After signaling that the Manhattan grand jury investigating Trump and other matters would pause during the month of April to recognize religious holidays, Manhattan District Attorney Alvin Bragg threw down the ultimate UNO reverse card when multiple sources confirmed an indictment that caught Trump world off guard. While the formal indictment and charges are under seal, it’s been reported that the indictment includes, according to CNN, federal charges and more than 30 counts related to business fraud against the former occupant of the White House. Reactions to the news did not disappoint. 

First, there was the hilarious audible on-air gasp and shock over at that far-right news network that showed just how untouchable Trump’s fans thought he was. And then there was the routine debasing from the very Republicans Trump has targeted. Former Vice President Mike Pence, whom Trump literally sent an armed mob after on Jan. 6, called the indictment outrageous and scoffed at the campaign finance violations. Trump acolyte and Florida Gov. Ron DeSantis tried to score MAGA points by refusing constitutional extradition laws, even though Trump is already negotiating his surrender with D.A. Bragg’s office. And Rep. Kevin McCarthy further defiled the office of the House speaker with a hollow threat to investigate the Manhattan D.A. After the Trump surrogates were done tweeting, then came the fundraising emails, because, of course, Republicans only see this as a fundraising exercise and another grift for their supporters who will undoubtedly feed into the mess. 

Fortuitous polling this week from NPR, PBS and Marist showed that 56% of the nation believes that the state and federal investigations into Trump’s crimes are fair, and a separate poll from Quinnipiac showed that 57% of the public believes that being charged with a crime should disqualify Trump from running for president in 2024. Naturally, Republican voters overwhelmingly reject these trends as 80% of them consider the investigations to be “witch hunts.” And therein lies the concern for how they will channel that energy since Trump has already called for “death and destruction,” and lobbed hateful, racist attacks at D.A. Bragg, who has already received a death threat inspired by Trump’s words.

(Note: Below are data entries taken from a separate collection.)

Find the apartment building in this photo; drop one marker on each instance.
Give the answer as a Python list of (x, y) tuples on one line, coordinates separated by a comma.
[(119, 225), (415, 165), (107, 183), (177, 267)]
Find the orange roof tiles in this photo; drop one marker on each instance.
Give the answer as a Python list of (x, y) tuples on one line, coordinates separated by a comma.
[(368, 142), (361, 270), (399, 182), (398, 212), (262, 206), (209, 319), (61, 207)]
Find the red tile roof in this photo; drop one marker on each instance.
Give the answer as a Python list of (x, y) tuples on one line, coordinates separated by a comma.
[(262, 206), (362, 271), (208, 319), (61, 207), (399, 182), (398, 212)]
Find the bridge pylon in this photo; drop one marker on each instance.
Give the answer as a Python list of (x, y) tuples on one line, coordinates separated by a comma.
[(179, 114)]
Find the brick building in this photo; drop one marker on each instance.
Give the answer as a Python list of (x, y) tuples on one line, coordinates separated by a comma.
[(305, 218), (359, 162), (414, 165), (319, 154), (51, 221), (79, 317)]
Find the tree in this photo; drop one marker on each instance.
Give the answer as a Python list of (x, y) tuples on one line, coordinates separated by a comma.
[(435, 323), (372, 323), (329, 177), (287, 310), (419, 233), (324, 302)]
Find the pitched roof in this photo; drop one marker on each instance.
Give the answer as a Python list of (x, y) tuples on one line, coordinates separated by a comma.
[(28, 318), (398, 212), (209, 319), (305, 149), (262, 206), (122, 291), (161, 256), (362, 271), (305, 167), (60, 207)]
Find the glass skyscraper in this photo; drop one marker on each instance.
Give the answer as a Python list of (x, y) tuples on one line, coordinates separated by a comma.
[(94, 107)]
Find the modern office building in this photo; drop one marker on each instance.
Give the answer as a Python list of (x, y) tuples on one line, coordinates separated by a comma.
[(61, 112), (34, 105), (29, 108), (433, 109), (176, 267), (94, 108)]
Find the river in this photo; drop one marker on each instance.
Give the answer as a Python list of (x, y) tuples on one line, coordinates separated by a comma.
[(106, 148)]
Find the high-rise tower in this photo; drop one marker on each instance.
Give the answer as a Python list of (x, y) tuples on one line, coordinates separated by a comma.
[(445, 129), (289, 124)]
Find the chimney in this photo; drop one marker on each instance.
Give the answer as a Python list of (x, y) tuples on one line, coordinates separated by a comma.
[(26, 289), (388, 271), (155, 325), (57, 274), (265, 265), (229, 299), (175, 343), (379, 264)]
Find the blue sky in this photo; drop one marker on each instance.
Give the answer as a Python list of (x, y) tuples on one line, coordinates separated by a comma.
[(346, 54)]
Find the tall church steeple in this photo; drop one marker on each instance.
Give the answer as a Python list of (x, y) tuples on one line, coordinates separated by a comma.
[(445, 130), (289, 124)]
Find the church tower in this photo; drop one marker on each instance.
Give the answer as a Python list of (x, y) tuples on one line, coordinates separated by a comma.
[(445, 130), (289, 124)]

What comes next is going to be a fragile examination of any lessons we’ve learned since Jan. 6, or since Nixon unceremoniously resigned from office. When Trump tries to make this perp walk “O.J. Simpson on steroids,” as his advisers have dubbed it, how will his base respond? Will they flock to New York and try to overrun law enforcement and send more threats to the D.A.? Or will it be a whimper of a showing like it was two weeks ago when Trump lied about the timing of his arrest and there were more press cameras than Trump supporters outside of the Manhattan courthouse? Will the public allow the investigation and court proceedings to run their course during the next few years — yes, years — and produce stunning evidence against Trump?

No matter how the New York arraignment and subsequent trial go down, no one can dismiss the critical fact that this indictment effectively pierces the veil of Trump, and all presidents for that matter, being held accountable for their crimes, as well as the significance of the Stormy Daniels hush-money payments yielding the first indictment. Trump’s efforts to cover up his tryst with the adult film star weeks before the 2016 election are what paved the way for him to commit all of the crimes between 2017 and 2021. You know the ones I’m talking about — stealing documents after leaving the White House, calling election officials to “find” him votes during the 2020 election, and sending an armed mob to the Capitol on Jan. 6

That original hush-money payment was the original crime, and a first step in defrauding voters and the nation when they went to the polls seven years ago. It’s essentially what got the ball rolling for Trump’s presidential crime spree. Of course, we’re all waiting with bated breath for additional indictments to come from Fulton County D.A. Fani Willis and Special Counsel Jack Smith about those serious, subsequent crimes, but hats off to this first step towards accountability in Manhattan that shows us all that ex-presidents are not above the law.

Juanita Tolliver

Juanita Tolliver is the host of Crooked Media’s “What A Day” Podcast, and an MSNBC political analyst.